The fourth industrial revolution, posthumanism and the new man in Christ

The rapid development of Artificial Intelligence raises major moral challenges. Among these is the expectation that machines will develop higher capacities than humans. According to influential philosophers, a posthumanist era has begun (Wolfe 2009; Braidotti 2012). Some anticipate the end of humanity but others, so-called transhumanist posthumanists, expect a boundary-blurring co-evolution between humans and technology. Among them are theologians. According to them, the so-called fourth industrial revolution – in particular AI – should take humans to a higher level (Bostrom 2003; Putnam 2011).
Transhumanism implies penetrating questions for Christian ethics. Did God not assign to human beings a well-defined created nature to which they must remain faithful? Isn’t a connection between man and technology, which enhances mental and physical capacities, unnatural? When do we transgress God-ordained boundaries? Such ethical questions provoke renewed reflection on Christian anthropology (Garner 2006; Cortez 2010; Boeve, De Maeseneer, Van Stichel 2014). This paper contributes to that.
(1) It first analyzes the posthumanist challenge by surveying both technological developments and prominent posthumanist theories, often connecting technological with ecological and gender-queer reflection (Haraway 1985.1991.1997; Latour 2005; Verbeek 2011; Floridi 2014).
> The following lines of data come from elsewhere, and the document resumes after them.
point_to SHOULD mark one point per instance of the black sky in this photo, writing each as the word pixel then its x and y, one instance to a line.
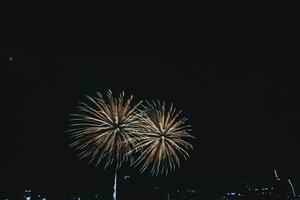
pixel 242 100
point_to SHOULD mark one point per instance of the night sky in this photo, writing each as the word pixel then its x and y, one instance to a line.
pixel 242 101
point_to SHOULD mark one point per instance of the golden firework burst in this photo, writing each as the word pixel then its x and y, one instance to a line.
pixel 162 144
pixel 104 129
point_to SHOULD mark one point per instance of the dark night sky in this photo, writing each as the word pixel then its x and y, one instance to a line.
pixel 242 101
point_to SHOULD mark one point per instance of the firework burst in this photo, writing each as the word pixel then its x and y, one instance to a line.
pixel 104 129
pixel 162 144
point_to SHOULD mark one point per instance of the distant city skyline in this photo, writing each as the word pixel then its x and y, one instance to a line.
pixel 242 104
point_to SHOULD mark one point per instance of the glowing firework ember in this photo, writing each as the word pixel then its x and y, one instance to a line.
pixel 161 145
pixel 103 130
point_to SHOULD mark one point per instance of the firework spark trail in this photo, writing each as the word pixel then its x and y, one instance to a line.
pixel 104 129
pixel 161 146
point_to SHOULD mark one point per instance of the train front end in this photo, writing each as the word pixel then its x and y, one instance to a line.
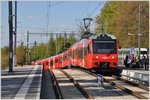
pixel 105 53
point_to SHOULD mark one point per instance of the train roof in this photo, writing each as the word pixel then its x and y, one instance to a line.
pixel 101 35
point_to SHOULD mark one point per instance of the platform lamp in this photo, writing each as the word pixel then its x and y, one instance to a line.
pixel 87 22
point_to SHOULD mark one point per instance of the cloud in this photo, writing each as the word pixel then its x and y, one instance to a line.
pixel 30 17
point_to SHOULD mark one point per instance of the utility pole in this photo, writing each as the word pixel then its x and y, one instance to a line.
pixel 34 50
pixel 10 37
pixel 139 28
pixel 56 43
pixel 106 25
pixel 15 34
pixel 27 50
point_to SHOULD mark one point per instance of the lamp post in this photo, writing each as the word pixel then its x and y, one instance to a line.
pixel 139 35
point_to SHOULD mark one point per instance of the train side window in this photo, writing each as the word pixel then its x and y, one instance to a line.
pixel 89 50
pixel 51 63
pixel 85 51
pixel 56 60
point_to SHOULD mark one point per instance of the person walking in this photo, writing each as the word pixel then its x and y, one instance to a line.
pixel 100 80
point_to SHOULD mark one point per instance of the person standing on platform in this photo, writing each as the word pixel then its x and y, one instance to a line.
pixel 100 80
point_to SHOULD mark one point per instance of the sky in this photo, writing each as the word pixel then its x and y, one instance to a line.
pixel 59 16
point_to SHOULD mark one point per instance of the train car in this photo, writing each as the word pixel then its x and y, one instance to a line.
pixel 39 62
pixel 98 52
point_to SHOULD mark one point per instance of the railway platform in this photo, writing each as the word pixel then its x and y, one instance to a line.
pixel 138 75
pixel 24 83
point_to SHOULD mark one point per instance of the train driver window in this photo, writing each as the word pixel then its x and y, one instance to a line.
pixel 88 47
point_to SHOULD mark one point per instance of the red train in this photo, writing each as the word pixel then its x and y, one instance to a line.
pixel 98 52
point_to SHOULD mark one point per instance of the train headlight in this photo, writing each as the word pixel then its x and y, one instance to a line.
pixel 96 57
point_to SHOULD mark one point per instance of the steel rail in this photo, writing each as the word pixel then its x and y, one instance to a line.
pixel 55 85
pixel 88 96
pixel 132 83
pixel 118 86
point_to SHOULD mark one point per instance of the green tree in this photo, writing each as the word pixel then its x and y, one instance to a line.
pixel 60 43
pixel 51 50
pixel 122 18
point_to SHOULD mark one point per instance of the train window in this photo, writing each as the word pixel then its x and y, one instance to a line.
pixel 51 63
pixel 85 51
pixel 104 47
pixel 89 50
pixel 46 63
pixel 56 60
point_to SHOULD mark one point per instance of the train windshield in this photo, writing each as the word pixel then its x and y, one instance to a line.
pixel 104 47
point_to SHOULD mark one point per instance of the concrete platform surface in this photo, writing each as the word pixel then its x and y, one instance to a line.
pixel 139 75
pixel 24 83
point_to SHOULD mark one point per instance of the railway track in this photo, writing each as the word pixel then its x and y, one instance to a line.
pixel 50 88
pixel 114 83
pixel 69 87
pixel 89 83
pixel 88 96
pixel 130 82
(2) Next, the paper offers a typology of theological responses to the posthumanist challenge to Christian anthropology. These range from defensive-concerned (Brock 2010; Waters 2006; Bonhoeffer 1954; see also Heidegger 1954; Ellul 1964; Fukuyama 2003), through normatively-ordered (Waters 2014; Herzfeld 2002. 2009) and progressive-accepting (Hefner 1993) to radical-destabilizing (Peters 2015; Bostrom 2012; Scott 2010; Thweatt-Bates 2012; Midson 2018).
(3) Following that, it concentrates on the recent proposal of Midson (Manchester) to broaden theological “anthropology” to “cyborgology”. Thus, he develops a relational, hybrid and fluid concept of “imago Dei”. The traditional vision of man’s special position in the Garden of Eden, he claims, has caused a deadlock between technophilia and technophobia among Christians. Midson also denies a “fall” caused by the serpent. He interprets the serpent as “cyborg”, challenging clean distinctions between humans and other creatures.
(4) The paper then elaborates selected theological notions from the aforementioned positions to sketch a theological-anthropological answer to recent technological challenges.
a. The first notion concerns the meaning of “imago Dei” and the question whether that theme suffices for a biblical response to the posthumanist challenge.
b. The second notion asks whether man’s eschatological transformation into “the new man” could justify receptivity to profound technological transformations of humanity.
c. The third notion regards the concept of “naturalness” and considers whether man’s createdness from “dust of the earth” justifies an intertwining of man and matter – and thus human interrelatedness with technology.
(5) Finally, the paper suggests a Christocentric perspective to fruitfully address ethical challenges concerning recent technologies. Remarkably, Christ – though being Creator, new man and sum of all reality (Colossians 1) – appears to be absent from much recent theological reflection in this field. This Christocentric perspective is substantiated from Hebrews 2 and Bonhoeffer’s ethics as well as applied to some ethical challenges.